Barsche mögen Pflanzen, allerdings mögen sie sie auch als Laichsubstrat. Ungewollte Vermehrung ist sicher ein Thema, mit dem du dich auseinandersetzen solltest. Dennoch würde ich auf Pflanzen nicht verzichten.


----------



## Matzoeoe (15. Mai 2012)

*AW: Platzbedarf Flussbarsche*

Danke für die schnelle Antwort!

zum Futter:
Bisher wurden sie meeisten mit Regenwürmen bzw im Winter mit Mehlwürmen gefütter. Ich dachte mir das behalte ich so bei, sind echt fast Handzahm geworden.
Ursprünglich sind sie in den Elterlichen Koiteich eeingezogen um __ Moderlieschen in ihrer Vermehrungsfreude zu bremsen. 
Prinzipiell würde ich s schon reizvoll finden 'Futterfische' also z.B. Moderlieschen mit einzusetzten...nur glaube ich nicht das die sich lang halten werden. 
Ich muss ehrlich gestehen ich habe keine Vorstellung wie viel ein __ Barsch so an Moderlieschen verdrückt im Jahr, also auch keine Ahnung wie groß eine Moderlieschenpopulation sein muss um die __ Barsche zu 'verkraften'.

Matzoeoe


----------



## canis (15. Mai 2012)

*AW: Platzbedarf Flussbarsche*

Sehr gross, um nicht zu sagen für einen Gartenteich zu gross. Gartenteiche sind eigentlich praktisch immer zu klein, um langfristig ausreichend Futter für __ Raubfische zu produzieren.


----------



## hadron (15. Mai 2012)

*AW: Platzbedarf Flussbarsche*

Also ich hab einen kleinen __ Barsch und einen kleinen __ Zander im Teich die wohl in den Rotfedern mit dabei waren. Ich hab vor 6 Wochen 2000 __ Moderlieschen gekauft und davon sind noch ca. 200 übrig ....


----------



## Matzoeoe (16. Mai 2012)

*AW: Platzbedarf Flussbarsche*

Danke für die info
aber hadron wie groß sind n dein kleiner Zarsch un kleiner __ Zander?
1800 Fischle in 42 Tagen...des macht 20 pro Tag und Maul

So ganz so große Fresser sind meiner hoffentlich nicht.
Ich hatte gelegenheit mit unserm Gewässerwart zu reden, der meinte so ca 1-2% des Körpergewichts pro Tag, also ungefähr das 5-fache des Gewichts pro Jahr. Kann das hinkommen?

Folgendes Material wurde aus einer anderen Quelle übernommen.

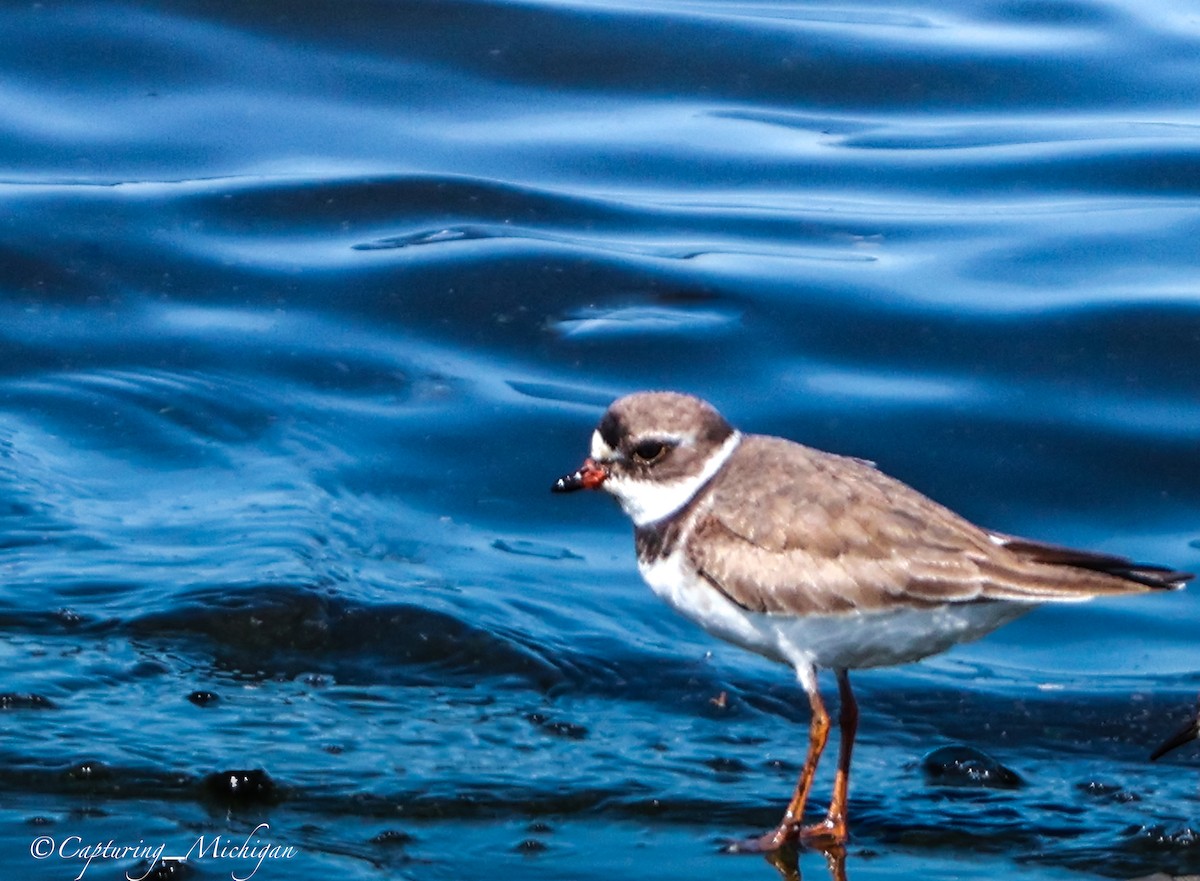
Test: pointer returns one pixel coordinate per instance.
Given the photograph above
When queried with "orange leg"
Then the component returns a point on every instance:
(789, 828)
(833, 828)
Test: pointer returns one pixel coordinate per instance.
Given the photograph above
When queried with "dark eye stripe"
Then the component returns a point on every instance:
(649, 450)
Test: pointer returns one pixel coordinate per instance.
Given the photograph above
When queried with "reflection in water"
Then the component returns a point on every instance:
(786, 861)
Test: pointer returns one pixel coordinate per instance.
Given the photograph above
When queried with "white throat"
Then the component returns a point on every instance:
(647, 501)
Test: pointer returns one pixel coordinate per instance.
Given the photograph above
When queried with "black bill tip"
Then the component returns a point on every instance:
(569, 483)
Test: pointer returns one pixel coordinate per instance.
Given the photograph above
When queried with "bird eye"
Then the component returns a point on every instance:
(649, 450)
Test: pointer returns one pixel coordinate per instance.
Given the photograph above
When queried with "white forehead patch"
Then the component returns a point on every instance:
(600, 450)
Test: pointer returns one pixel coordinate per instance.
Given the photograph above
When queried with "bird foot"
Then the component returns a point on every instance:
(822, 835)
(828, 833)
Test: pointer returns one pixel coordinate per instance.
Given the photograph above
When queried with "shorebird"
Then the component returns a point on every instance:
(819, 561)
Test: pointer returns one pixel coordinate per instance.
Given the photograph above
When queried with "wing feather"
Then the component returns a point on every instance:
(865, 541)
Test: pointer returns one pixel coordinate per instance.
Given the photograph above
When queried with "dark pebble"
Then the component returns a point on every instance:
(558, 729)
(965, 766)
(89, 771)
(166, 870)
(241, 787)
(393, 838)
(13, 701)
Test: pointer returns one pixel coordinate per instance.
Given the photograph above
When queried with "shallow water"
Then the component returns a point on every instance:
(304, 307)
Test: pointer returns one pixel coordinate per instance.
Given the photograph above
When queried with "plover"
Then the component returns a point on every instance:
(819, 561)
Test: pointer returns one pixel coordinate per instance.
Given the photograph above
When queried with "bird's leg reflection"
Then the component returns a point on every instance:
(786, 862)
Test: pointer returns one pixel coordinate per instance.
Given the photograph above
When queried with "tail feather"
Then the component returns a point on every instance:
(1153, 576)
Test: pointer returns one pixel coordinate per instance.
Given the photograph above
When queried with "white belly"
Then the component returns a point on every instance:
(846, 641)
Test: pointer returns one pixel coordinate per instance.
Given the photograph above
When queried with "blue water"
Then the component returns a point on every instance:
(304, 305)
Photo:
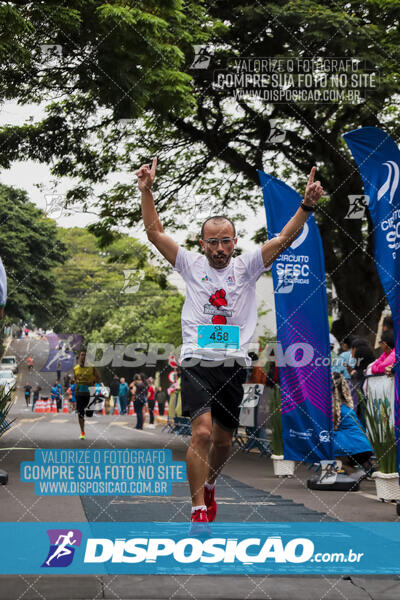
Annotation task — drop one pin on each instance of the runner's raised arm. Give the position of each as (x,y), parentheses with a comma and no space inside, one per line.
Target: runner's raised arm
(274,247)
(154,230)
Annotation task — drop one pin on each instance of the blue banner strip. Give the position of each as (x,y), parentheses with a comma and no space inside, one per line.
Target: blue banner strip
(378,160)
(222,548)
(302,330)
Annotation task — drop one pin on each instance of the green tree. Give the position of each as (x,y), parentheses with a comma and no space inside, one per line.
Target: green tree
(205,139)
(104,305)
(30,250)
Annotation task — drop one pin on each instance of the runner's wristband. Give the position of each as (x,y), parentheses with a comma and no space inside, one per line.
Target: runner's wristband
(306,208)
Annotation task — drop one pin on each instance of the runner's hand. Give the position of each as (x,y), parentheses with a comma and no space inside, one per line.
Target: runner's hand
(146,176)
(314,190)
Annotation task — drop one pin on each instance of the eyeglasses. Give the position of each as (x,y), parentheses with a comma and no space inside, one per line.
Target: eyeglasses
(213,242)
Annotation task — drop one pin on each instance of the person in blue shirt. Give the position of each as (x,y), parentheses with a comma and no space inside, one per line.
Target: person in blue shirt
(3,288)
(344,358)
(351,444)
(123,395)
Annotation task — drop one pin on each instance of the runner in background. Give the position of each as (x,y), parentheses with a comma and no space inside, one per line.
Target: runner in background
(151,392)
(85,376)
(27,392)
(3,288)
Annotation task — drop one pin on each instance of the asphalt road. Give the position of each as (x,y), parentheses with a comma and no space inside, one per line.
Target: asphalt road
(261,497)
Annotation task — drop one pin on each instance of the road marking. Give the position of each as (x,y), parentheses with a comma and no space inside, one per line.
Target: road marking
(370,496)
(17,448)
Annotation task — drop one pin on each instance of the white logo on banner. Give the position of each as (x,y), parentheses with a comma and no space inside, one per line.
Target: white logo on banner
(298,241)
(392,180)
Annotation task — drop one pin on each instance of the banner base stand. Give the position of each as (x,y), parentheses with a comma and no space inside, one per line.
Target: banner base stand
(331,480)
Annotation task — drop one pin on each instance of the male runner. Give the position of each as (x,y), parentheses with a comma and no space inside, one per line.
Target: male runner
(85,376)
(218,321)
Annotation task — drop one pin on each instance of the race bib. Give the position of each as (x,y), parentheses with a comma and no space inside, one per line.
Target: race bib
(218,336)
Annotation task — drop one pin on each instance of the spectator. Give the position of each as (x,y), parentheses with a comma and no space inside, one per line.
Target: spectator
(339,365)
(35,396)
(257,435)
(161,397)
(388,356)
(132,390)
(140,399)
(363,355)
(71,396)
(55,395)
(67,381)
(60,394)
(114,392)
(151,392)
(123,395)
(350,442)
(144,380)
(27,392)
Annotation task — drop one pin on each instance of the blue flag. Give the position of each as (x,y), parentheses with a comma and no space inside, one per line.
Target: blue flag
(378,160)
(302,330)
(3,285)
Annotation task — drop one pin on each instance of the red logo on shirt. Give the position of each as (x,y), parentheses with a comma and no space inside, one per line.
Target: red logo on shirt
(218,299)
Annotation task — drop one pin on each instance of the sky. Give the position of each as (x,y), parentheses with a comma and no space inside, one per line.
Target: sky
(28,175)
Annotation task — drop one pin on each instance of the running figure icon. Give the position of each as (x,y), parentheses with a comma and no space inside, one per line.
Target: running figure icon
(62,549)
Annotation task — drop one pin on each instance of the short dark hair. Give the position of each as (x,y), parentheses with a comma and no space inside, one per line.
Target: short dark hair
(388,322)
(388,338)
(218,218)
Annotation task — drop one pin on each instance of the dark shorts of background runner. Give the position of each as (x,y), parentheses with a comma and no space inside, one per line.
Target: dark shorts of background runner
(213,388)
(82,400)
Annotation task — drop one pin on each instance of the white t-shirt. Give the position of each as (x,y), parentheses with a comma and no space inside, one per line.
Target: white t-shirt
(223,296)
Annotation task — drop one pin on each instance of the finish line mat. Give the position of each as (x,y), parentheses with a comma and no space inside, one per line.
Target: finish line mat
(236,502)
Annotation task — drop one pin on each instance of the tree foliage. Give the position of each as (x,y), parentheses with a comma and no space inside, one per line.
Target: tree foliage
(104,305)
(30,250)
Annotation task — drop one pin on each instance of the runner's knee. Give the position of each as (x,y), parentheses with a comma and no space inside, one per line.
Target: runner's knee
(201,435)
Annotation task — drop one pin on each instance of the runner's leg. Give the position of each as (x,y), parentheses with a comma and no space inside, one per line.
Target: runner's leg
(220,451)
(197,456)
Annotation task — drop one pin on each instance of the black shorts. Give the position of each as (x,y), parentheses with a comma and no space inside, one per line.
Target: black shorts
(82,400)
(216,389)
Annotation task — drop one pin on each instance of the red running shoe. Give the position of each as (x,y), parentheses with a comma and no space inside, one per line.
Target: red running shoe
(209,501)
(199,523)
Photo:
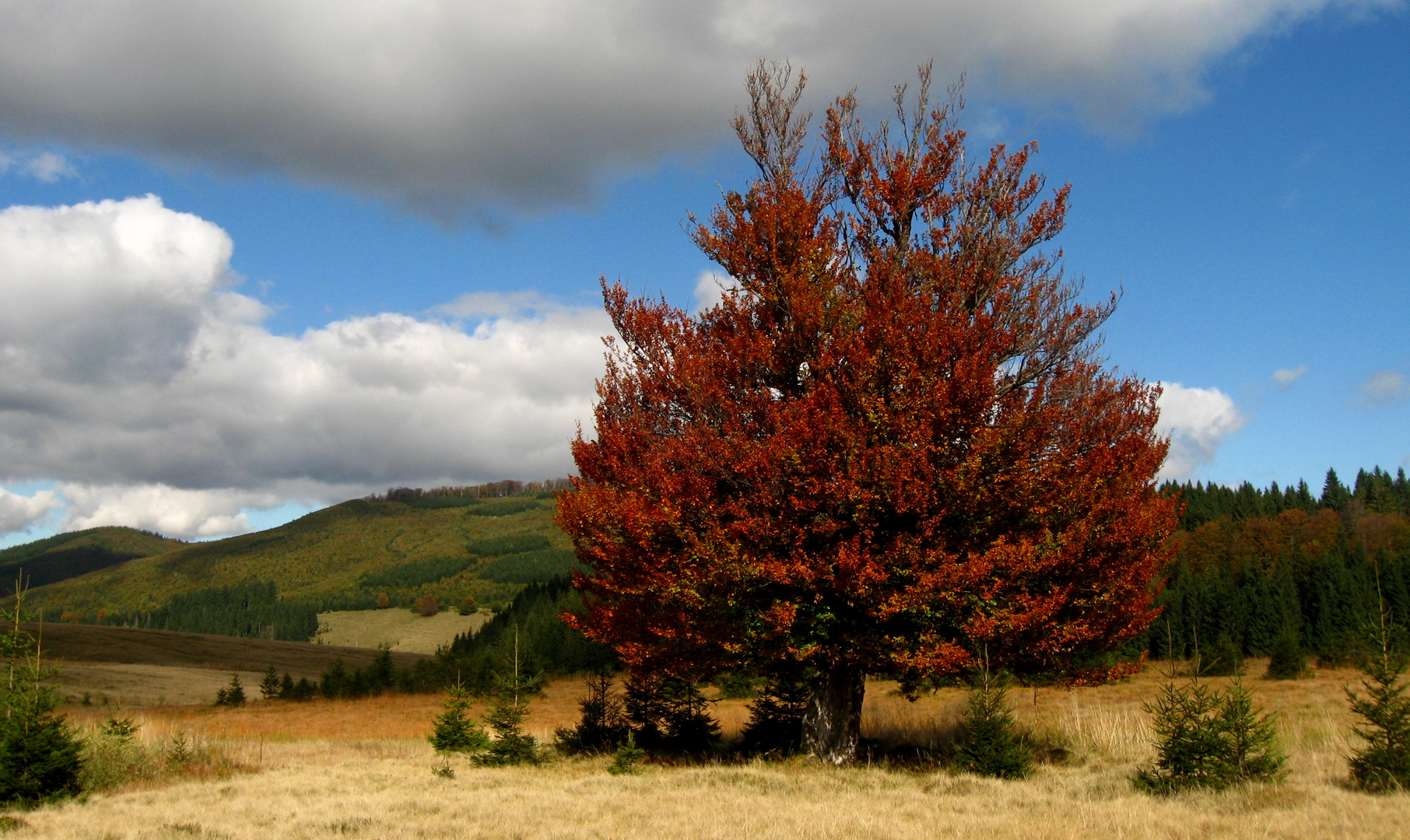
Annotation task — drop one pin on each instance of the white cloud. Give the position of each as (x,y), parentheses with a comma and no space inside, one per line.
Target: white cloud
(1198,420)
(163,509)
(710,289)
(484,106)
(1283,378)
(1385,388)
(20,512)
(133,374)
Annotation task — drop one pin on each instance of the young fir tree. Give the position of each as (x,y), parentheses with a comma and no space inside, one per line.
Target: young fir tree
(689,725)
(1250,737)
(668,713)
(507,716)
(1286,657)
(1206,739)
(626,757)
(40,753)
(601,722)
(269,687)
(776,716)
(990,744)
(233,694)
(454,729)
(1384,763)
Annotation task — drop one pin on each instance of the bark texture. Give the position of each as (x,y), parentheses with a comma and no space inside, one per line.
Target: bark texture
(832,723)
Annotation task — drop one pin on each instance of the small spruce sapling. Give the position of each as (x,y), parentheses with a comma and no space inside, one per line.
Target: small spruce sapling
(601,722)
(776,716)
(269,687)
(507,715)
(233,694)
(628,757)
(1382,765)
(990,744)
(1286,659)
(1206,739)
(40,754)
(1250,737)
(454,729)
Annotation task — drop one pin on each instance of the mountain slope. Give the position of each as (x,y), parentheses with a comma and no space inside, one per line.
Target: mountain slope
(345,555)
(78,553)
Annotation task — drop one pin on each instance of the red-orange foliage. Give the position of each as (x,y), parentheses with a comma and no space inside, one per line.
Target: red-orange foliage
(890,449)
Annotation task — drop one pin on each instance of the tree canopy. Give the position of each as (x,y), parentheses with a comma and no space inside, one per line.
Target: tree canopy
(892,446)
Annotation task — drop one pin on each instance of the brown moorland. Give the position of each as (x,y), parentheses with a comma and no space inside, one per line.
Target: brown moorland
(88,643)
(361,768)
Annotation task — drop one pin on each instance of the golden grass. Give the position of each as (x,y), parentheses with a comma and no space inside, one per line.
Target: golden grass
(363,770)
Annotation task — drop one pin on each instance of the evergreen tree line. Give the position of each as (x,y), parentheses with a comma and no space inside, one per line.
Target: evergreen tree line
(1254,569)
(378,677)
(253,611)
(495,489)
(1375,492)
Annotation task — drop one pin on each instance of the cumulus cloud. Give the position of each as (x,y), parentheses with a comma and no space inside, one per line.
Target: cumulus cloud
(479,106)
(20,512)
(1385,388)
(163,509)
(1283,378)
(1198,420)
(135,374)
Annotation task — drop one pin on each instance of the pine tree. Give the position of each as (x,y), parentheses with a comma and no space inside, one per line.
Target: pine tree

Da selbst meine Abschätzung auf ca 5 Kg Fisch pro Jahr rausläuft und die ja sicher noch wachsen werden... ist zumindest Zufüttern notwendig.

Um wie viel sollte ich den Teich vergrößenr wenn ich noch einige __ Moderlieschen oder Rotfedern miteinsetzten wollte?

Matzoeoe


----------



## canis (16. Mai 2012)

*AW: Platzbedarf Flussbarsche*

Ja, das kommt etwa hin. 

Der Teich kann eigentlich nicht gross genug, je grösser desto besser.


----------



## hadron (16. Mai 2012)

*AW: Platzbedarf Flussbarsche*



Matzoeoe schrieb:


> Danke für die info
> aber hadron wie groß sind n dein kleiner Zarsch un kleiner __ Zander?
> 1800 Fischle in 42 Tagen...des macht 20 pro Tag und Maul
> ...



Ja da hab ich mich auch extrem gewundert - ich dachte für dieses Jahr wär das genug ... aber geschätzte mehr __ Moderlieschen seh ich nicht mehr. Den Zander schätze ich auf ca. 20 cm und der __ Barsch ist vielleicht 10 wenns hoch kommt.


----------